Lors de la passionnante entrevue avec des lecteurs Babelio,
Kim Thùy a dévoilé que c'est une incroyable photographie de Chick Harrity qui était à l'origine de ce très beau roman : un bébé qui dort dans une boîte en carton, sa main qui en sort touchant celle d'un petit garçon recroquevillé contre la boîte. Deux orphelins dans la rue, à Saigon, en 1973, en pleine guerre du Vietnam. le genre de photo qui vous bouleverse.
Kim Thùy a imaginé le destin de ces deux enfants, devenus adultes.

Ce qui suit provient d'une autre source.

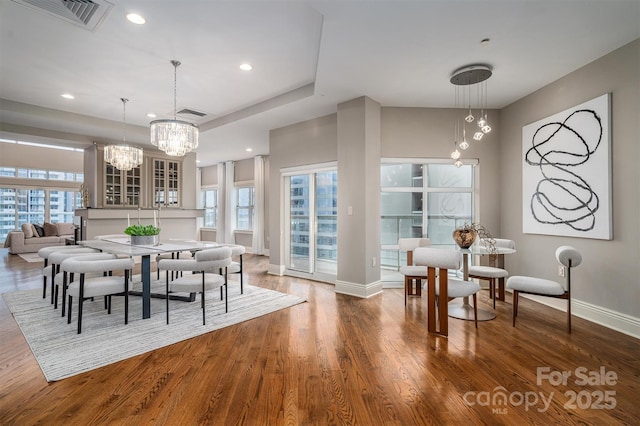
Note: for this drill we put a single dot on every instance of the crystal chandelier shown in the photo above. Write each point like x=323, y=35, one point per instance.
x=123, y=156
x=174, y=137
x=467, y=77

Ce qui est très impressionnant, c'est qu'en seulement 150 pages, elle est parvenue à une épure riche de sens et très prenante émotionnellement. Rare un roman qui dit autant, avec autant d'intensité, avec un tel art de la concision. Tout le contexte de la guerre du Vietnam est évoqué, mais de façon subtile, par touches, remontant même à l'Indochine française et à ses plantations d'hévéas. Rien n'est occulté des tragédies des ces deux époques : l'exploitation des coolies et le droit de cuissage, le massacre de My Lai en 1968, le recours à l'épandage d'herbicides défoliants ( agent orange notamment ), mais aussi l'opération Babylift de 1975 qui permet l'évacuation de milliers d'orphelins vietnamiens adoptés par la suite aux Etats-Unis.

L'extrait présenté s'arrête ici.